To mitigate the impact, Tax Consulting SA said several reforms could be considered, including adjusting tax brackets annually to reflect inflation. She believes that this would prevent a bracket creep, ensuring individuals are not pushed into higher tax brackets unfairly.

The Sandton-based tax consultancy said tax relief measures like temporary tax rebates or targeted deductions for first time homeowners, as is seen in some other countries, could alleviate some of the financial pressure.

It added that a carefully considered reduction in the repo rate could provide relief to those with existing bonds and other debts, increasing disposable income.

“Lowering borrowing costs would make it easier for new buyers to afford home loans and reduce financial strain on existing homeowners. However, this would require balancing inflationary pressures and economic growth considerations.”  

Tosen said implementing these reforms would require legislative amendments, fiscal adjustments and coordination between tax authorities, banks and financial institutions.

“Policymakers would need to weigh the revenue impact on government finances against the long-term benefits of maintaining a stable property market and supporting homeownership while ensuring inflation remains under control.”  

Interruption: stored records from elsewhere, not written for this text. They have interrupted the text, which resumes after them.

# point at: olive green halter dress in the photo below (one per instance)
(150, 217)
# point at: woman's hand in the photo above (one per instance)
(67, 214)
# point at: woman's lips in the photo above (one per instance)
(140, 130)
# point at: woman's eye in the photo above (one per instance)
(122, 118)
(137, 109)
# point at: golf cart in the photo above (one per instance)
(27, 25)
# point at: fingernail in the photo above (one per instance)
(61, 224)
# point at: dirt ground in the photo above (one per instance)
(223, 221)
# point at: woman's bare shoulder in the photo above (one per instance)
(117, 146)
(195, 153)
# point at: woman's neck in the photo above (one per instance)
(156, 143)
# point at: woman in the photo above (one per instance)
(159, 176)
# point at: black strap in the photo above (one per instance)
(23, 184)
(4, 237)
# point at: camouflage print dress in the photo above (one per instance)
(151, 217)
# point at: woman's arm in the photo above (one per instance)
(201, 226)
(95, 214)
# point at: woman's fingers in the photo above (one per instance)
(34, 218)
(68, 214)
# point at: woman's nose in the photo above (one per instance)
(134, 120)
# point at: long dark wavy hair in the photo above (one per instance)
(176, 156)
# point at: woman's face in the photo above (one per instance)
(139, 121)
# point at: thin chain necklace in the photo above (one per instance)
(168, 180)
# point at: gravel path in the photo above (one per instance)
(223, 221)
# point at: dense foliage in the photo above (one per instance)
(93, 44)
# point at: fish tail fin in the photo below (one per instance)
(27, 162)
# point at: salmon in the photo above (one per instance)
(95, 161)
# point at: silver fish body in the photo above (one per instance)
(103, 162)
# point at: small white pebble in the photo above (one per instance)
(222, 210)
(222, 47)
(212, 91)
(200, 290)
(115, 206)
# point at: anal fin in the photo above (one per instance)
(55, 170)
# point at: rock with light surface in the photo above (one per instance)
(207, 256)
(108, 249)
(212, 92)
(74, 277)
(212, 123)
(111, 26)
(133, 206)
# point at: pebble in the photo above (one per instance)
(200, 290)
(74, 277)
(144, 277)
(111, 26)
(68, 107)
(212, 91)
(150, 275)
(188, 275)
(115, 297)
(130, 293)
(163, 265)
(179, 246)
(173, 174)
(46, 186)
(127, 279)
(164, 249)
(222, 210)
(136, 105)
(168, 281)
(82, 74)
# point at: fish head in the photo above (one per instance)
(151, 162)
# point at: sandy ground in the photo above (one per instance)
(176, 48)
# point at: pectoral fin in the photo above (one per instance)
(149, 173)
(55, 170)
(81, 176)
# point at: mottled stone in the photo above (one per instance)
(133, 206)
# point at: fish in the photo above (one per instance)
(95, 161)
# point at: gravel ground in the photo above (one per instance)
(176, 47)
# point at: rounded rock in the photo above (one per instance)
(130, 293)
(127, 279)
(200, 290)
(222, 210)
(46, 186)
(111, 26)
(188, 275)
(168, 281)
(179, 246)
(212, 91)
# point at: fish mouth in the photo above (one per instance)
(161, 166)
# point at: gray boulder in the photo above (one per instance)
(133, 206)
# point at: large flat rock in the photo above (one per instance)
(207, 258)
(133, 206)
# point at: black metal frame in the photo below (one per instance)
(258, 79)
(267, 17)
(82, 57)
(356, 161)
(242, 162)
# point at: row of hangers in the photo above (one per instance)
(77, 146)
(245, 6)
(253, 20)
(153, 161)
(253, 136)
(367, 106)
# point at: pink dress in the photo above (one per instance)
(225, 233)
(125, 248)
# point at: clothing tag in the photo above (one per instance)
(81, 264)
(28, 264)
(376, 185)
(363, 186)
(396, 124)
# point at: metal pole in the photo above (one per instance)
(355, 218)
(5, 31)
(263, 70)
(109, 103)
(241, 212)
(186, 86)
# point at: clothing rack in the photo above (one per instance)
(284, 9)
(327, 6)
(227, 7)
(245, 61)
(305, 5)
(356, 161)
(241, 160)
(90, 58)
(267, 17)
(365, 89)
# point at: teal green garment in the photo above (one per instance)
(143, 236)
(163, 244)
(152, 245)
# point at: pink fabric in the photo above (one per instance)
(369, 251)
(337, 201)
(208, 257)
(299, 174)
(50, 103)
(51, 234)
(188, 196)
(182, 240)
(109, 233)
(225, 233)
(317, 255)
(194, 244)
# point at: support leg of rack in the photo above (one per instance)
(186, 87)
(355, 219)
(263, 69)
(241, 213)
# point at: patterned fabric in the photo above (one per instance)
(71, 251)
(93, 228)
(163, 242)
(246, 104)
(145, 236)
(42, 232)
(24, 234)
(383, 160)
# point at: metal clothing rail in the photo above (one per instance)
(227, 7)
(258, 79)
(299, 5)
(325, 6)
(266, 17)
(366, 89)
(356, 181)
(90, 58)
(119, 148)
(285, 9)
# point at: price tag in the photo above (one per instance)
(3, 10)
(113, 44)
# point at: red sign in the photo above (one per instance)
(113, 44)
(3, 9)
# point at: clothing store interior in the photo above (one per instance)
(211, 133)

The firm said that the failure to adjust personal income tax brackets for inflation in the 2025/26 tax year will reduce the disposable income of both middle and high earners. For middle-income earners, it said it could mean tighter budgets, making it harder to afford bond payments or to qualify for home loans due to higher debt-to-income ratios. It added that some may delay purchasing homes or downsize their housing expectations. 

On the other end, it said high-income earners may find themselves paying significantly more in taxes, reducing their ability to invest in higher-end properties or second homes, which could slow down activity in the luxury housing market. By extension, Tosen said that the property sector may experience reduced demand, potential stagnation in property price growth and slower overall market activity.